Say you spend $13k on a 5 series and pay $800 or so in taxes and document fees. You'd have to be making much more with the upgraded car to recoup the taxes alone. I'm sure the gas mileage is less with the 5 vs the 3 also. My vote is that it wouldn't be worth it.


----------



## reg barclay (Nov 3, 2015)

henrygates said:


> I don't think making any vehicle purchase specifically for Uber will be worth it.
> 
> Say you spend $13k on a 5 series and pay $800 or so in taxes and document fees. You'd have to be making much more with the upgraded car to recoup the taxes alone. I'm sure the gas mileage is less with the 5 vs the 3 also. My vote is that it wouldn't be worth it.


Plus, I think that often times when selling one car to buy another, you could get lower than market value for the old car but pay above for the new one, especially if you are going through a car dealer. IMHO once you own a car it's usually worth more to you (in usage you can get from it) than the money you'll get from a buyer.


----------



## 5231XDMA (Apr 7, 2018)

Just do uber/lyft with whatever you have, this is a business you dont want to find yourself upside down on car value and it will because you're racking up so many mileage. And PLEASE stop spoiling uber for letting them pay you pennies for your LUXURY BRAND vehicle. If you're doing UberX only, an used prius would be best with its affordable cost to operate, you get to maximize profit margin. If you gotta go luxury, why not go XL too, get a black Lincoln MKT.


----------



## Speedy1 (May 1, 2018)

5231XDMA said:


> Just do uber/lyft with whatever you have, this is a business you dont want to find yourself upside down on car value and it will because you're racking up so many mileage. And PLEASE stop spoiling uber for letting them pay you pennies for your LUXURY BRAND vehicle. If you're doing UberX only, an used prius would be best with its affordable cost to operate, you get to maximize profit margin. If you gotta go luxury, why not go XL too, get a black Lincoln MKT.

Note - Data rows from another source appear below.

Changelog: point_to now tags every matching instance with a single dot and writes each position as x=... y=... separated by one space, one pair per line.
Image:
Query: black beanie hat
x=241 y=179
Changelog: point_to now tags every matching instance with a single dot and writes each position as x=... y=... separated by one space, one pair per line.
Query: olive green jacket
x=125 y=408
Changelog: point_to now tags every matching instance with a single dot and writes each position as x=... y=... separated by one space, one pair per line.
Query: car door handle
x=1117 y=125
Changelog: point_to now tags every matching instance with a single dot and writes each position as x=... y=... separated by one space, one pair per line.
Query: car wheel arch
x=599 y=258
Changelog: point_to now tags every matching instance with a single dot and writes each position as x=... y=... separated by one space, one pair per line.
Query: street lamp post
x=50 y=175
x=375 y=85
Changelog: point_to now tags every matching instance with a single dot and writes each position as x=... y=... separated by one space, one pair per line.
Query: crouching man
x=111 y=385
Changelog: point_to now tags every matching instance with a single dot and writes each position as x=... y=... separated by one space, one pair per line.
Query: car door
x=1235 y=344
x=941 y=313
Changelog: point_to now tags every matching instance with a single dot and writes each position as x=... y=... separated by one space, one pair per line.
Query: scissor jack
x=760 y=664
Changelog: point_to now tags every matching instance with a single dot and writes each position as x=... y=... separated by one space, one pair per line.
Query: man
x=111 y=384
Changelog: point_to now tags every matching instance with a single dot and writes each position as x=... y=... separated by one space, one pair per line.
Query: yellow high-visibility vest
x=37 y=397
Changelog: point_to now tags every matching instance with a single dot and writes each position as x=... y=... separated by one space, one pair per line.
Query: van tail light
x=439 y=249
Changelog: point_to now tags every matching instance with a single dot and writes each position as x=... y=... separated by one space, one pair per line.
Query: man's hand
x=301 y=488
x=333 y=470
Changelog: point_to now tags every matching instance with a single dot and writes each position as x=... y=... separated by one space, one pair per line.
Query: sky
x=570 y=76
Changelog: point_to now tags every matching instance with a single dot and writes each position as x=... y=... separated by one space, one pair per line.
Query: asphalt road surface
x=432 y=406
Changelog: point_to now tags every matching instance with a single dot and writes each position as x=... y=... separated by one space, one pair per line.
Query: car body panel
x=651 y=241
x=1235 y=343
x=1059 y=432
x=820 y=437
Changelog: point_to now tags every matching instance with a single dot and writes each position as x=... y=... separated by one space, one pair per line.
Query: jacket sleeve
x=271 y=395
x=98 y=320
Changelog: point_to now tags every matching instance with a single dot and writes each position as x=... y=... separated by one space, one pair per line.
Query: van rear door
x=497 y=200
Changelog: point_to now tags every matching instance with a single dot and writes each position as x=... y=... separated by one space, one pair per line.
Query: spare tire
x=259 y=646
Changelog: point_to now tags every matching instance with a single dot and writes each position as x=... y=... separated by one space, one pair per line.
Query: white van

I like that, yes thats the best option but in other hand you think spending 10 hrs a day lol wont survive in prius



oldfart said:


> First of all I would be positive that I could accept more ride types with the new car before I bought it
> 
> I drive an suv that qualifies for x and xl rides. (in ft Myers). When I am accepting anything I almost never get an xl request. But if I choose to accept xl only I have to wait longer, but I usually get a ride.
> 
> ...


Its starting to be dead here as well, thats why in airport now you see queue up to 350-400 people ( ford lauradale ) dont like mia airport tired of those short rides


----------



## Wonkytonk (Jan 28, 2018)

oldfart said:


> First of all I would be positive that I could accept more ride types with the new car before I bought it
> 
> I drive an suv that qualifies for x and xl rides. (in ft Myers). When I am accepting anything I almost never get an xl request. But if I choose to accept xl only I have to wait longer, but I usually get a ride.


Just curious,

If you accept an uber x ride, and they show up with five pax what do you do? Do you take all of them for the uber x fare, or tell them uber x is for four passengers only?

The reason I ask is because I suspect that a lot of cancellations are pax with more than four passengers looking for a free upgrade.


----------



## henrygates (Mar 29, 2018)

You take them, then send a message to Uber that they had too many passengers. They'll adjust the rate to XL.

Mentioning that you have dash cam footage to prove the # of passengers helps I assume.


----------



## oldfart (Dec 22, 2017)

Speedy1 said:


> I like that, yes thats the best option but in other hand you think spending 10 hrs a day lol wont survive in prius
> 
> Its starting to be dead here as well, thats why in airport now you see queue up to 350-400 people ( ford lauradale ) dont like mia airport tired of those short rides


How long does it take to work through that queue?


----------



## azndriver87 (Mar 23, 2015)

get Acura MDX.


----------



## Adieu (Feb 21, 2016)

Get Lincoln MKT if you can find a 7 seater 2012+ for 4 digits


----------